The invention relates to the technical field of display, in particular to a display panel.

Background

The principle of the DBS (data Line BM less) design widely applied to products with flat bending sharing at present is that a common power Line and a data Line are jointly designed on a lower substrate, so that the deviation of the upper substrate and the lower substrate caused by the bending of a display panel can not cause the deviation of a shading electrode and the data Line, and the problem of serious side light leakage can not occur. However, in practical applications of DBS design, because the light-shielding electrode is made of ITO transparent material, light scattered by backlight or irradiated from an external light source will be reflected by the surface of the data line and then pass through the light-shielding electrode, which causes light leakage. When the display panel is in a bright state, the light leakage phenomenon caused by the reflected light is negligible, and the image quality of the display panel is less influenced.

Disclosure of Invention

The invention mainly provides a display panel, and aims to solve the problem of light leakage of a conventional flat-curved common display panel.
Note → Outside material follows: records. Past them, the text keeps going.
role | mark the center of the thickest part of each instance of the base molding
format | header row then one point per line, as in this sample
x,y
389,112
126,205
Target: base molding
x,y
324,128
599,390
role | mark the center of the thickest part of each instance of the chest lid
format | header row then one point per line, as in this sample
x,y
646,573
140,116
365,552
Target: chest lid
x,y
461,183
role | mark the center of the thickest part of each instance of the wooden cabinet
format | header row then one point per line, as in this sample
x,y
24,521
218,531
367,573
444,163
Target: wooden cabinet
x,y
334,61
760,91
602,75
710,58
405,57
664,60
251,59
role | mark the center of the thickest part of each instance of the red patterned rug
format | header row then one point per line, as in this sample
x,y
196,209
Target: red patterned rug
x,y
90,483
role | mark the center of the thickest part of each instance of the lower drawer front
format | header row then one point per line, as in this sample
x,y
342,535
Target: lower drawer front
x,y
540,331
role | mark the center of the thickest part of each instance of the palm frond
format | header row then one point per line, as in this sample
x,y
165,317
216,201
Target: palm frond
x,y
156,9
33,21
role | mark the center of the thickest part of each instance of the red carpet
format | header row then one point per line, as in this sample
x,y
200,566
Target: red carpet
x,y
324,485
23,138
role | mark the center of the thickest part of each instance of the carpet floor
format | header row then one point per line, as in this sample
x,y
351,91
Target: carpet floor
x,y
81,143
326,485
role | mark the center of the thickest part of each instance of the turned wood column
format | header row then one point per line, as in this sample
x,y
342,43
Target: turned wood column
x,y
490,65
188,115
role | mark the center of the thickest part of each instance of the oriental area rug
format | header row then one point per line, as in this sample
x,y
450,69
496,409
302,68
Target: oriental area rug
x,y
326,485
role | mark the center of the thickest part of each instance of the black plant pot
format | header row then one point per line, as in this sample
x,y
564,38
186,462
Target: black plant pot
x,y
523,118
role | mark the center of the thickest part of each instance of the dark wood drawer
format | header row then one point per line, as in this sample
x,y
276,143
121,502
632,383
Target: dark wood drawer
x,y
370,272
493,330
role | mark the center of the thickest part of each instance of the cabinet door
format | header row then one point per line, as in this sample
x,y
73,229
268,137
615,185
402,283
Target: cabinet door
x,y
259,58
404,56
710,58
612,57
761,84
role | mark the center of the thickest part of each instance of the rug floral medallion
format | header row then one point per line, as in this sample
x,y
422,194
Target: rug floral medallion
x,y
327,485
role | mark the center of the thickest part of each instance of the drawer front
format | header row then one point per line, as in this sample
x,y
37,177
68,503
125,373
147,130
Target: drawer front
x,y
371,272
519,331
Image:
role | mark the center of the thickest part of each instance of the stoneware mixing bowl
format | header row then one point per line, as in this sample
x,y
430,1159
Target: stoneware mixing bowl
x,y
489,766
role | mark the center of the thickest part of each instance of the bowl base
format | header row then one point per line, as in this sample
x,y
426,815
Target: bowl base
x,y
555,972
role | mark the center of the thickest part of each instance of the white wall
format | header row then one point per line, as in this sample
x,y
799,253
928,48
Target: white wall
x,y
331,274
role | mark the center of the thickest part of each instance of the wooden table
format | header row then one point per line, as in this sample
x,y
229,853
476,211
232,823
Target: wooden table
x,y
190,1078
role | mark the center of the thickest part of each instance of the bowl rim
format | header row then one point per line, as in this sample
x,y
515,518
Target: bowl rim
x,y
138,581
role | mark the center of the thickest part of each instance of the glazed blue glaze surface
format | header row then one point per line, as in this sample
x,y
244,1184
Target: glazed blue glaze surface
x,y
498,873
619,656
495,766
In order to solve the technical problems, the invention adopts the technical scheme that: the display panel comprises an array substrate, a color film substrate arranged opposite to the array substrate and a liquid crystal layer arranged between the array substrate and the color film substrate, wherein the array substrate comprises a first substrate, a data line arranged on the first substrate, an insulating layer arranged on the data line and a shading electrode arranged on the insulating layer, the color film substrate comprises a second substrate and a shading pattern arranged on the second substrate, and the projection of the shading pattern on the plane where the data line is located corresponds to the data line so as to shade the light reflected by the data line.

The invention has the beneficial effects that: according to the display panel, the data lines are arranged on the array substrate, and the shading patterns are arranged on the color film substrate, so that the projection of the shading patterns on the plane where the data lines are located corresponds to the data lines, the problem of light leakage of the display panel is solved, and the contrast of the display panel is improved.

Drawings

FIG. 1 is a schematic diagram of a display panel according to a first embodiment of the present invention;

FIG. 2 is a schematic structural diagram of a display panel according to the present invention;

FIG. 3 is a schematic view of the projection of the light blocking pattern of FIG. 1 onto the plane of the data lines;

FIG. 4 is a schematic diagram of a display panel according to the present invention for preventing light leakage;

FIG. 5 is a diagram of a display panel according to a second embodiment of the present invention;

FIG. 6 is a schematic view of the projection of the light blocking pattern of FIG. 5 onto the plane of the data lines;

FIG. 7 is a schematic diagram of a display panel according to a third embodiment of the present invention;

FIG. 8 is a schematic view of the projection of the shading pattern of FIG. 7 onto the plane of the data lines;

FIG. 9 is a diagram of a display panel according to a fourth embodiment of the present invention;

fig. 10 is a schematic view of the projection of the light shielding pattern of fig. 9 on the plane of the data line.

Detailed Description

Please refer to fig. 1 and fig. 2, which are a schematic diagram of a display panel according to a first embodiment of the present invention and a structural schematic diagram of the display panel. As shown in fig. 1, the display panel 11 includes an array substrate 2, a color filter substrate 3 disposed opposite to the array substrate 2, and a liquid crystal layer 5 disposed between the array substrate 2 and the color filter substrate 3. In order to ensure that the liquid crystal 5 does not turn over, the potential of the light-shielding electrode 24 and the potential of the common electrode of the color filter substrate 3 are set to the same potential. The light shielding electrode 24 plays a role of shielding light when light emitted from the backlight 4 or external light passes through the array substrate 2 to the side of the data line 22 to shield a light leakage region near the data line 22. The light-shielding electrode 24 is made of an indium tin oxide semiconductor transparent conductive film material, hereinafter referred to as an ITO material.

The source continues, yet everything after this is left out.